When my powers started, I had to touch someone to enter their dreams, had to be a willing participant. When I turned fifteen, when Elisa killed our father, things changed. My OCD became impossible to control, my emotions, my trauma, my skewered thoughts took the driver's seat, and they all steered in one direction: madness.

My mental state deteriorated, and I began getting dragged into dreams. There was nothing in my control. One moment, I was at dinner, the next, I was underwater, chained inside a shark cage with no oxygen tank to keep me alive. A bad dream couldn't kill you, but that kind of life could drive a person insane.

At least, I didn't think a bad dream could kill me. After all, they weren't my dreams, I was simply a bystander invading someone else's mind. I spent my entire young adult life aching for some sort of control, living in a house with six sisters who were scared of my father. Their fears became the stuff of my nightly activities, vanquishing my father at least twice before the clock struck midnight.

Never once could he kill me—whether because they were simply dreams or because my sisters' protection was far beyond his reach.

With time, the more my powers ran amok, the more my compulsions tried to control my environment, the more I became frustrated and unreliable. Like a self-feeding cycle, one drove the other, fueling on like a famished ouroboros. The OCD got worse, my magic went haywire, my mental health struggled more, as did my powers. Days and nights were blended, reality and dreams impossible to discern from one another.

I became a paranoid shadow of myself. It all happened when I was so young that I couldn't quite remember how it was to feel free. Silly me thought if I was physically here, in the land of dreams, with no humans to bother me, that meant I could finally sleep in peace.
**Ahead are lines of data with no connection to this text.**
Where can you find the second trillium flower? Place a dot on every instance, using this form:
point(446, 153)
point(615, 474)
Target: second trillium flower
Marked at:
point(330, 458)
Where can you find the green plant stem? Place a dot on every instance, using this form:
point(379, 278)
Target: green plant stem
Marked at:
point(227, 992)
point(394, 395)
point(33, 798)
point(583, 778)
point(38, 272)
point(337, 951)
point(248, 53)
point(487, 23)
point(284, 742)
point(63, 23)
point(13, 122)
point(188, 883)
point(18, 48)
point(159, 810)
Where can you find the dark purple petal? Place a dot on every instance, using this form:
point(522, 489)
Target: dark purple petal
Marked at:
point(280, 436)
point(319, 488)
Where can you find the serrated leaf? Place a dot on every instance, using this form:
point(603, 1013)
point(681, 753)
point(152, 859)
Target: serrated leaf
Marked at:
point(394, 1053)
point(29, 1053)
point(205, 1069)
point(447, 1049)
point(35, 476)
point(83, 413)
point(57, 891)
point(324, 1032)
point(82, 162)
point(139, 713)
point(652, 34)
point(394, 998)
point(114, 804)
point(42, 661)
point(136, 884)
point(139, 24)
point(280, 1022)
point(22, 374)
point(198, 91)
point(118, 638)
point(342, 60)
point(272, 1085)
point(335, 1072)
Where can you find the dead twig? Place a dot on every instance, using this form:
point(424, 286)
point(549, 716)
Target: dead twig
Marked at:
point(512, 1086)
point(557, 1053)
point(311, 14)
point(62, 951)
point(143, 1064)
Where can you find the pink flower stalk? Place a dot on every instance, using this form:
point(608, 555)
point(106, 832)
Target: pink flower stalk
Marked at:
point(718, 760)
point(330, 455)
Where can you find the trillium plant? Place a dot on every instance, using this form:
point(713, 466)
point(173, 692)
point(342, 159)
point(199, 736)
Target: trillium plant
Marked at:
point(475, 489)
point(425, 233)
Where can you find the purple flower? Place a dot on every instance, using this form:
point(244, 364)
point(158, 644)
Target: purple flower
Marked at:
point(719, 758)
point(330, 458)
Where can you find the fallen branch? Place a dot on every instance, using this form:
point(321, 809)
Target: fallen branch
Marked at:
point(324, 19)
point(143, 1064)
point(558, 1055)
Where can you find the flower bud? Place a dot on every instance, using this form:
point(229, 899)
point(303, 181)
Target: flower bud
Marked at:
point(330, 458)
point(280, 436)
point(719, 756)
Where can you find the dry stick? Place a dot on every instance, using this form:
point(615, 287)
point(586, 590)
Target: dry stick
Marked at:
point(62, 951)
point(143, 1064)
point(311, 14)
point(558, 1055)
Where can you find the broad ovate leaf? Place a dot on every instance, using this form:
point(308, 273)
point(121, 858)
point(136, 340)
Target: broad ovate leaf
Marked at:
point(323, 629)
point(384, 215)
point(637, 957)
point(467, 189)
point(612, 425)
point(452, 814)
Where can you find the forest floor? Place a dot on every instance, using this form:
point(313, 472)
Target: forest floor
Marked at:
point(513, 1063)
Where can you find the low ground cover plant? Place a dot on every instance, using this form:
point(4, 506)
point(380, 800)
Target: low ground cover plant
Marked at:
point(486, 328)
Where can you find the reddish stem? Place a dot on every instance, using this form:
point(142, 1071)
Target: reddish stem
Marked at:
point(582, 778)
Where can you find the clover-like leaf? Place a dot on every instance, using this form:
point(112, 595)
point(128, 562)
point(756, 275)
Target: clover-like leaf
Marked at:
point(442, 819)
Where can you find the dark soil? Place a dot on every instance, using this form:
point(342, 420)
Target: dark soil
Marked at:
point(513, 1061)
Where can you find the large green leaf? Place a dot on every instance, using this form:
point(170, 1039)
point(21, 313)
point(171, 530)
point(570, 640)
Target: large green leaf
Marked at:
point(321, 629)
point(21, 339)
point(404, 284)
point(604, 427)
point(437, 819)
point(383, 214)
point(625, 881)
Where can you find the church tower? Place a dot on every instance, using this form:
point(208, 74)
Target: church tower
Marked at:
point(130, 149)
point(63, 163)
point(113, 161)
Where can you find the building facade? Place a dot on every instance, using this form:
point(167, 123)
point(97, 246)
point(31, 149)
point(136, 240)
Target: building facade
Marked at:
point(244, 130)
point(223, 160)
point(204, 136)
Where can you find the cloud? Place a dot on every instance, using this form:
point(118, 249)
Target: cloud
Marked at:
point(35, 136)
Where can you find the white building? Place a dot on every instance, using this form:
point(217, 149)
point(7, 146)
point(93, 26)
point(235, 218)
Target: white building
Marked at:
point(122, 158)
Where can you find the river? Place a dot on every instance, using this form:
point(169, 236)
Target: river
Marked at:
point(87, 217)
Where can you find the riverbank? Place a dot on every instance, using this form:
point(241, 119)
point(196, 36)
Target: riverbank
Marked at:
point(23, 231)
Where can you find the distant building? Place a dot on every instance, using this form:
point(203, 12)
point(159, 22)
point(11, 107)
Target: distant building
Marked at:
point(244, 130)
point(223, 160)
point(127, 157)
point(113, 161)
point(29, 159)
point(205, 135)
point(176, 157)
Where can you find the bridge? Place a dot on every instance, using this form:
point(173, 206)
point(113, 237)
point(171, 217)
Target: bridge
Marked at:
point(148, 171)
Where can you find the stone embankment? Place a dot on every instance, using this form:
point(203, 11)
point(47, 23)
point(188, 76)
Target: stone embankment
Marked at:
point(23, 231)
At least I wasn't missing big chunks of the day anymore, which told me that either The Silent, the guards, and Zotz couldn't dream, or they never slept. Whatever it was, it almost felt safe.

This was the longest I'd spent without being dragged into someone's fantasies or fears against my will. Tears welled in my eyes, and I looked down to my plate so Camazotz would miss it.

"What is that?" he asked, looking furious.

I chuckled miserably, wiping my tears with the back of my hand. "What? You've never seen a woman have a nervous breakdown before?"